Sila Dev Log: Tokenization and Compiling Basic Arithmetic

Posted on 19th of August 2023 | 2491 words
Plug: Follow the Sila development here.

A while ago, I wrote about why would anyone start writing a new programming language . Consequently, I decided to gradually initiate the project. Simultaneously, I found the idea of documenting my progress to be intriguing. I opted to adopt a strategy of incremental development, wherein I would construct small, functional components and refine them over time.

This incremental methodology draws inspiration from the paper by Abdulaziz Ghuloum. Other tremendously useful resources include works such as tcc , A small C compiler written by Fabrice Bellard, lcc : Another small C compiler. The creators wrote a book about the internals of lcc, which I found a good resource to see how a compiler is implemented, and also chibicc by Rui Ueyama.

Before embarking on this endeavor, I want to underscore that I currently harbor modest ambitions for this project.
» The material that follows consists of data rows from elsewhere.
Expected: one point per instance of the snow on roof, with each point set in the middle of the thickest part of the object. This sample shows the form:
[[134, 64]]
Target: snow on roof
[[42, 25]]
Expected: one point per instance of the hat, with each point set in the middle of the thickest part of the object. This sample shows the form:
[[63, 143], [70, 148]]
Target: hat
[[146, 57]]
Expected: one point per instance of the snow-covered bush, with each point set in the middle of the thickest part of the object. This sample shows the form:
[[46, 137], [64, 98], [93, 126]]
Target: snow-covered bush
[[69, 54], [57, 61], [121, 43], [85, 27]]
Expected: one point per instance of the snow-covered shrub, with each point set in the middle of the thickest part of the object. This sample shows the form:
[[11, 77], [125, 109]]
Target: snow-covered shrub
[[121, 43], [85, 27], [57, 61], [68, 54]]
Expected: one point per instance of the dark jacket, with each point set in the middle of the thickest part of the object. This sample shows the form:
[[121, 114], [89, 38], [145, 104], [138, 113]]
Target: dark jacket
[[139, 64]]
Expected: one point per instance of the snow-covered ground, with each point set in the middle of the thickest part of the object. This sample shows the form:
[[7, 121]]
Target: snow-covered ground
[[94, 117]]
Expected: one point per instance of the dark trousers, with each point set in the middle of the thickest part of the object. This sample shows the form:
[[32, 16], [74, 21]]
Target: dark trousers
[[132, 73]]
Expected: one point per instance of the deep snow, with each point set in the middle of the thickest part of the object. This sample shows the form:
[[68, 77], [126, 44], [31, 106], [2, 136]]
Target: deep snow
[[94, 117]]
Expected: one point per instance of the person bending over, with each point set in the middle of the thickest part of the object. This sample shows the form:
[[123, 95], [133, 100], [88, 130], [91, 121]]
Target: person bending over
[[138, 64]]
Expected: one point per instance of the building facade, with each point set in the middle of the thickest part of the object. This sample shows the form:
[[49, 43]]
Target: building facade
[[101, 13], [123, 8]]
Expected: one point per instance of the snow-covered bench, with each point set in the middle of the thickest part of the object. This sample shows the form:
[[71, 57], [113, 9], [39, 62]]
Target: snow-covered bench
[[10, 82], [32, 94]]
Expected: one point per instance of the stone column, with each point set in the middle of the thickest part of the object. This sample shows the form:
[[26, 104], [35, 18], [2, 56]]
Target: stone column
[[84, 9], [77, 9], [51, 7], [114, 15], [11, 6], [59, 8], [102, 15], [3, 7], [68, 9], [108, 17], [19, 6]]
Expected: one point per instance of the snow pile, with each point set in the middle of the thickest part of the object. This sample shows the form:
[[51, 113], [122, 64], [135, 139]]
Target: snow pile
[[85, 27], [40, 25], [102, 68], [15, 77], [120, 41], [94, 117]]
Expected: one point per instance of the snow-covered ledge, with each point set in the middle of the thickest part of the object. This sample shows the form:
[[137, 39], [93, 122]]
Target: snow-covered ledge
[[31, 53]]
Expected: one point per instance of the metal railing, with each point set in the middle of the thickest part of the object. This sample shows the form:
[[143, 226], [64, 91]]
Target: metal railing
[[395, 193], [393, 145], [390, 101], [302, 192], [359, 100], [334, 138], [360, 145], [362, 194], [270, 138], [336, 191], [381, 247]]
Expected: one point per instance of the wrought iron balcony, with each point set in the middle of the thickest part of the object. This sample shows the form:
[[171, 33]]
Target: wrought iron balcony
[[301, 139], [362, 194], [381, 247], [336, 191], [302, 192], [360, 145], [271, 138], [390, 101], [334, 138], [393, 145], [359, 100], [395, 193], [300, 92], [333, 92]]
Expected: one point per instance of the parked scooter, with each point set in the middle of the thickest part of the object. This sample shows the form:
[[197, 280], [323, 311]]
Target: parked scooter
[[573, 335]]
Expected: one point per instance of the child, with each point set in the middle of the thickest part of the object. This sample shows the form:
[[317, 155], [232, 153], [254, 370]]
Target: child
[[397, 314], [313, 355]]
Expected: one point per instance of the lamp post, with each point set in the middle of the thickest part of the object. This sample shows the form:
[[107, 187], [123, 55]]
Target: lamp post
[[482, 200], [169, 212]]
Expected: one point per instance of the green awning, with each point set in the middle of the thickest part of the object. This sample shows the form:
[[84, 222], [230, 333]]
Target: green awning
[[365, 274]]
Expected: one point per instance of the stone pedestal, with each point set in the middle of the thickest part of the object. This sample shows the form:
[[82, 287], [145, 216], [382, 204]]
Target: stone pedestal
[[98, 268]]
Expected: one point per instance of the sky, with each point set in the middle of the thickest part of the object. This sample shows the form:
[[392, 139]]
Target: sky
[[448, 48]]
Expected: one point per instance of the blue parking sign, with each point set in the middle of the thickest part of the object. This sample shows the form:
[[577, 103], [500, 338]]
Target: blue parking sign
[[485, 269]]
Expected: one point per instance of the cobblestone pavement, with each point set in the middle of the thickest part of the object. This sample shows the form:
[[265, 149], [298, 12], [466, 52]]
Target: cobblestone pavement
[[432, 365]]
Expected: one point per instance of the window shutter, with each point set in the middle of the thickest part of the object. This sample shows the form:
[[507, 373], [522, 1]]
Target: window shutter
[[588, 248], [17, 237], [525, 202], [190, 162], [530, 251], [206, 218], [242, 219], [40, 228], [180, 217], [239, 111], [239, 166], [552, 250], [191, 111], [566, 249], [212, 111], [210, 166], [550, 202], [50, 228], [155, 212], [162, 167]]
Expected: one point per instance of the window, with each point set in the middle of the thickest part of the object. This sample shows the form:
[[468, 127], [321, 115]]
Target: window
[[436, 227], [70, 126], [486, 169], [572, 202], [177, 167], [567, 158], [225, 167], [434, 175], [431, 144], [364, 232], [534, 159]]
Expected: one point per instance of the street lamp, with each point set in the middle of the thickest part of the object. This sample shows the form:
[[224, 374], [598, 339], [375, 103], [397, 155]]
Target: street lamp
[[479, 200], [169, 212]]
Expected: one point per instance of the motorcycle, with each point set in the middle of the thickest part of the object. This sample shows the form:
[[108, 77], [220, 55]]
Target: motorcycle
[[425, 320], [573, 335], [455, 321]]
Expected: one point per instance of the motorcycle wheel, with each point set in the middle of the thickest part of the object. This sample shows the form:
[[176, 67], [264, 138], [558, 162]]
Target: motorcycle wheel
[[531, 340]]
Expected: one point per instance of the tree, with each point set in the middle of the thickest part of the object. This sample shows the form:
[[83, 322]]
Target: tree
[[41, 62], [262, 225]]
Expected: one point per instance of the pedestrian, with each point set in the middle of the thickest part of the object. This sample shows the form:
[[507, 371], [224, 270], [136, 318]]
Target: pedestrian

Consequently, my approach might be somewhat sporadic, aligning with my personal inclination and availability. Primarily, I intend this project to serve educational and research purposes, surpassing other objectives.

Getting Started With Sila Compiler

I decided to call this project Sila, which comes from Pali and is often used in Buddhist texts meaning:

śīla (Pali: sīla; T. tshul khrims ཚུལ་ཁྲིམས་), literally, ‘acting appropriately’. Sila is translated as “skillful conduct,” “discipline,” “ethical conduct,” “moral conduct,” “virtue,” etc.

Sila is said to be a way of being that is conducive to positive and happy states of mind.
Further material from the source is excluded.